2.2 Content Creation
The global journalism industries have undertaken attempts at machine creation regarding content production. In 2014, the Associated Press used WordSmith, an automated writing software, to write a large number of news stories based on analytics, including reading the content and following the framework provided by the editor. The New York Times’ machine writing program can assist in news production and publishing in 2 ways: first, by organizing data into the news; and second, by pushing breaking news to smartphone users. The Heliograf intelligence system used by The Wall Street Post, which uses artificial intelligence technology to edit news information and newsletters and post them automatically on Twitter.

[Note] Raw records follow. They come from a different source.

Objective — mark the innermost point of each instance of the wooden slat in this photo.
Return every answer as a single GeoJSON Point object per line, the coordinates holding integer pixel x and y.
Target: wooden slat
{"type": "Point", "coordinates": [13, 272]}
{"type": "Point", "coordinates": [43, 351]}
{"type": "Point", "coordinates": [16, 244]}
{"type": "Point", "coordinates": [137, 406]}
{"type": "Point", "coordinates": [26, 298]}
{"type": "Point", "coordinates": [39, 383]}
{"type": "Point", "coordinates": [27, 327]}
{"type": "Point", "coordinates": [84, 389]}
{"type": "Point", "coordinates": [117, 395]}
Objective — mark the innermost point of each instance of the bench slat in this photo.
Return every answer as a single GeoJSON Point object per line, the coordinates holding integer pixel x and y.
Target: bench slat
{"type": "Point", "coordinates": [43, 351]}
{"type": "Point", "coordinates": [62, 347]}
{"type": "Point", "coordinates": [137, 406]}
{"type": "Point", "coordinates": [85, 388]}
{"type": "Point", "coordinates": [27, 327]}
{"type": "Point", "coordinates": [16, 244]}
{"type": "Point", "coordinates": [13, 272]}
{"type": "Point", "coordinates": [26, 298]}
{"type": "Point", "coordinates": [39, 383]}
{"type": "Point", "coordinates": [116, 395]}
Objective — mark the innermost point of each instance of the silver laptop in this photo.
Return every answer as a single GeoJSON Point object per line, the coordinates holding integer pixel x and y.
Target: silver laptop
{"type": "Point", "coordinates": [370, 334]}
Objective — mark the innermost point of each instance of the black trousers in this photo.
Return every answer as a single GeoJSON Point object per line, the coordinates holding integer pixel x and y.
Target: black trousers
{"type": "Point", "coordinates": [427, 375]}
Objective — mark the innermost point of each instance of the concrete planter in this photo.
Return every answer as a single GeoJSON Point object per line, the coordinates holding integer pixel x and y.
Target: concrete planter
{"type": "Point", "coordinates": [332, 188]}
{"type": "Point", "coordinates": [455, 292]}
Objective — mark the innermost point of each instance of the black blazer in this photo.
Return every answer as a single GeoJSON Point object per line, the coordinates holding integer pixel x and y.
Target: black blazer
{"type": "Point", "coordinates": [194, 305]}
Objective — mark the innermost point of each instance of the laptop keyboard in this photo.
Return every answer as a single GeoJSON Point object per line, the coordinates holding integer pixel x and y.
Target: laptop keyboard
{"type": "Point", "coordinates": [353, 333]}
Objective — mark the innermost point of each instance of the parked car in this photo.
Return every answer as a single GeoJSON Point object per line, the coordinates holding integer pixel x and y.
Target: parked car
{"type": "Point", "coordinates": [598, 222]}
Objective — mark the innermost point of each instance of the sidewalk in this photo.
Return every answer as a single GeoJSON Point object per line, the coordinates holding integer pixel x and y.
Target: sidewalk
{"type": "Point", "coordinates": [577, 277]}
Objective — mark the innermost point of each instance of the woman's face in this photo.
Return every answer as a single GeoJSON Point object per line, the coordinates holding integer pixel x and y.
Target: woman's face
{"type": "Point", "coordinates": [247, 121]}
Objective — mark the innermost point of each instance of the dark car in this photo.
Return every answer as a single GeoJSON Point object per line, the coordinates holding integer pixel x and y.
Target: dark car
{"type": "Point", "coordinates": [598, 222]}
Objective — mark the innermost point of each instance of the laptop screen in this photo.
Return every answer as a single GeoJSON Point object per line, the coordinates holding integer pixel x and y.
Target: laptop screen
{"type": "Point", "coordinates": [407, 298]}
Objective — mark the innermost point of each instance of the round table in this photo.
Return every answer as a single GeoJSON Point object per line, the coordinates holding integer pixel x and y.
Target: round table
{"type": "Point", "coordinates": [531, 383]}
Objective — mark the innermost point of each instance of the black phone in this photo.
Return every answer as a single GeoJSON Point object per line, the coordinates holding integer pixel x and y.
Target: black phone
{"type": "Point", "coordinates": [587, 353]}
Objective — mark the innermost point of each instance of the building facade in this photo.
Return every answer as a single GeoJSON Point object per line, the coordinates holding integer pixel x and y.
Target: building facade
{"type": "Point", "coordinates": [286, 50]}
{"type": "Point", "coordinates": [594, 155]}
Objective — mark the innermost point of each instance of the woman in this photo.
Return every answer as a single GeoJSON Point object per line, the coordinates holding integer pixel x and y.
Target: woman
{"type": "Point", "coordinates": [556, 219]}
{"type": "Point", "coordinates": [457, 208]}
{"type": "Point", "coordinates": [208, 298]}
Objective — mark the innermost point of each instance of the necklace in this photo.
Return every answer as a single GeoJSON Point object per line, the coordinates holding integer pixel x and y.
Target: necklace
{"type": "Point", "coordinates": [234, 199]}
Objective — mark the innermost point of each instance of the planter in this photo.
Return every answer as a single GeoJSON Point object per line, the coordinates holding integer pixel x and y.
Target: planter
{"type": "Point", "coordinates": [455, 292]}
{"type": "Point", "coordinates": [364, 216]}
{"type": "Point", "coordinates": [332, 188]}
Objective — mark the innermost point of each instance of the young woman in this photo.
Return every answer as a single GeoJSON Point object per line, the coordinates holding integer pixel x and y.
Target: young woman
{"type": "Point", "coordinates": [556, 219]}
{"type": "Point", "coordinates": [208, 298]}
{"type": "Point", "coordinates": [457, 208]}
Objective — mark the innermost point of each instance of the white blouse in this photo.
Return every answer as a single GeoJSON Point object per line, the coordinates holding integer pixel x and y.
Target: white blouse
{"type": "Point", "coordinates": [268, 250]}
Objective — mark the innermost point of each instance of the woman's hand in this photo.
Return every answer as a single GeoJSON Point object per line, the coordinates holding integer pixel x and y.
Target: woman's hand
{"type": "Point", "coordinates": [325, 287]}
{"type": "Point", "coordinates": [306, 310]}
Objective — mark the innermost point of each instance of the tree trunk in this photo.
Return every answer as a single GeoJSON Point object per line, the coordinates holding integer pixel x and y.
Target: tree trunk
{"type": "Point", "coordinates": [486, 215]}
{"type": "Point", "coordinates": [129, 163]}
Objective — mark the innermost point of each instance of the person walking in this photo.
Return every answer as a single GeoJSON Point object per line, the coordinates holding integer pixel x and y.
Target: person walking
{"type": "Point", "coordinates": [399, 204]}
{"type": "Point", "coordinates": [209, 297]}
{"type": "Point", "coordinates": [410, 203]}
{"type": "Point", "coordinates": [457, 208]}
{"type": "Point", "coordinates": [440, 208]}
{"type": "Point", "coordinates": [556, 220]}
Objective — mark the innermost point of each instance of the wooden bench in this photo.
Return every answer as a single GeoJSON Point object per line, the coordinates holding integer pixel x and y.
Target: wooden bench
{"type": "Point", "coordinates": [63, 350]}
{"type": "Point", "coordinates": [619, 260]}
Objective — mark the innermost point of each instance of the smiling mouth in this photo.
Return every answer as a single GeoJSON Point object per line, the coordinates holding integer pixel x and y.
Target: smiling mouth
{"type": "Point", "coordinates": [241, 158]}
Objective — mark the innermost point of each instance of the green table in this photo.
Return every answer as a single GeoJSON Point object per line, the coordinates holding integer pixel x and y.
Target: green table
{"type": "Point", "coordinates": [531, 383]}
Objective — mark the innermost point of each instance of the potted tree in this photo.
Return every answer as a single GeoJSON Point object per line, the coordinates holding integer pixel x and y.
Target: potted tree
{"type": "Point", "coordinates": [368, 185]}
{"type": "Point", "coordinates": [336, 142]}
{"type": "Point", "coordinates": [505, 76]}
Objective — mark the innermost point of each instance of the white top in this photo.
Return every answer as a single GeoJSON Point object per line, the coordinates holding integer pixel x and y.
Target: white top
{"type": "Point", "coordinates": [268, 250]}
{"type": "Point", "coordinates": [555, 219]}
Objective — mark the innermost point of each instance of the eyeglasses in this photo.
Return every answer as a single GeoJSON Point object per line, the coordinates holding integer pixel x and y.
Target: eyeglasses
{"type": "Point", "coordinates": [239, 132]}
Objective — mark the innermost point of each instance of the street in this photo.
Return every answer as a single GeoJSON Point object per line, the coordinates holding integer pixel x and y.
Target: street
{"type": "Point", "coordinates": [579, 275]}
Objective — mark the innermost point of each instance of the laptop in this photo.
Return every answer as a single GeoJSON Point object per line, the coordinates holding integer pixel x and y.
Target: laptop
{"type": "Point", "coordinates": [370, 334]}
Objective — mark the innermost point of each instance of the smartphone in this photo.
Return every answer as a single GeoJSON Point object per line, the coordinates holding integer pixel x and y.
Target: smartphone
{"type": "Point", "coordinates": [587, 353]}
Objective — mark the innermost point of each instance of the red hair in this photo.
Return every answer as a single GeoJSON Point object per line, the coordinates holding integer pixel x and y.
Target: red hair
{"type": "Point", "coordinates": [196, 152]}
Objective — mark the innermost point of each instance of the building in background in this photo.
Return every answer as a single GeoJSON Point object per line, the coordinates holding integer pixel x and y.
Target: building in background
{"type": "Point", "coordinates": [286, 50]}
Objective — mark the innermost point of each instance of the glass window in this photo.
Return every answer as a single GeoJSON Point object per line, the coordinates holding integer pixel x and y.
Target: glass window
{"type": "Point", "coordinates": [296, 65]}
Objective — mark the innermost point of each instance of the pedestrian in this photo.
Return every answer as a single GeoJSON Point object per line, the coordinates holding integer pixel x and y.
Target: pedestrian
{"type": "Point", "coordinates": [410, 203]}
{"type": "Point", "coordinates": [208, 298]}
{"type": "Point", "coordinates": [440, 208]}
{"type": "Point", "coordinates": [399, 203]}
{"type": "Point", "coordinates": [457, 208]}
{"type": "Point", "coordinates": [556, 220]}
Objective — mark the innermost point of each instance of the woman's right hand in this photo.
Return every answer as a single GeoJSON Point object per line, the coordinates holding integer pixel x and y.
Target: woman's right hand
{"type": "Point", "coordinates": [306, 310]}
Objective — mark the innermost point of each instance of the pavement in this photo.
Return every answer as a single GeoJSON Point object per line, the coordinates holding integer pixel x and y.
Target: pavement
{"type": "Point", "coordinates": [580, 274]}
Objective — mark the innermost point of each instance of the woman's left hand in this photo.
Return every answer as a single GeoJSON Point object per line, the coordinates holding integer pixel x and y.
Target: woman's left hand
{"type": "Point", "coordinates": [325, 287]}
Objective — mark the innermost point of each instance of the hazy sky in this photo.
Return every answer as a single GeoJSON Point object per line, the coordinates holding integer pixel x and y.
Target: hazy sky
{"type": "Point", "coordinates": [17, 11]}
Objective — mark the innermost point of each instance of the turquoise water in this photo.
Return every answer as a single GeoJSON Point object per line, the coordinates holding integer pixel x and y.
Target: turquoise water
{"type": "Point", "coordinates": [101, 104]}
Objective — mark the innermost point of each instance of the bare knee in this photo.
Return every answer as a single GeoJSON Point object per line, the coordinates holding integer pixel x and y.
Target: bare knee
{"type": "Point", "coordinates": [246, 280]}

On March 17, 2014, an earthquake struck Los Angeles. An algorithmic program called Quakebot (Figure 2), written by Los Angeles Times journalist and programmer Ken Schwencke, automatically collected relevant information within three minutes of the earthquake and was the first to publish breaking news.
In 2008, Russia’s SPb publishing company published a fiction True Love. This fiction is a work of a computer program with a team of IT specialists. It is a variation of Leo Tolstoy’s Anna Karenina, but its word style is more like an imitation of Japanese author Haruki Murakami (Joshua, 2014). In early 2016, a short story When One Day a Computer Writes a Novel, a collaboration between artificial intelligence and humans, successfully passed the preliminary screening of the Nikkei Hoshi Shinichi Literary Award Ceremony in Japan. This fiction is from an AI project team at Future University Hakodate. The team first wrote a traditional novel to use as a template, then broke it down into words and phrases, and finally let AI do the work by learning and creating a selection matrix. At last, AI finished almost 20% of the work. Although it did not win any reward in the end, the fact that it passed the blind review by the professional jury had shown the potential of machine learning in creating novels (Rishi S. 2016). April 3rd, 2019, Springer Nature published the first machine-generated scientific book in chemistry: Lithium-Ion Batteries: A Machine-Generated Summary of Current Research. The book summarizes recent researches in the rapidly evolving field of lithium-ion batteries, and its content is an automated cross-corpus summary of a large number of existing research papers. In collaboration with researchers at the University of Frankfurt, Germany, Springer Nature has developed an algorithm called “Beta Writer” to select, use and process relevant publications in the field from SpringerLink, Springer Nature’s content platform, and they also strove to avoid human involvement in all aspects of the book’s creation: “With this prototype, Springer Nature has begun an innovative journey to explore the field of machine-generated content and to find answers to the manifold questions on this fascinating topic. Therefore, it was intentionally decided not to manually polish or copy-edit any of the texts so as to highlight the current status and remaining boundaries of machine-generated content.” “Our goal is to initiate a broad discussion, together with the research community and domain experts, about the future opportunities, challenges, and limitations of this technology.” (Beta Writer, 2019)
From the examples shown above, the news, novels, articles, and essays in the not-too-distant future, we can see a gradual shift from works created entirely by humans, to mixed human-machine-generated texts, and even entirely machine-generated texts.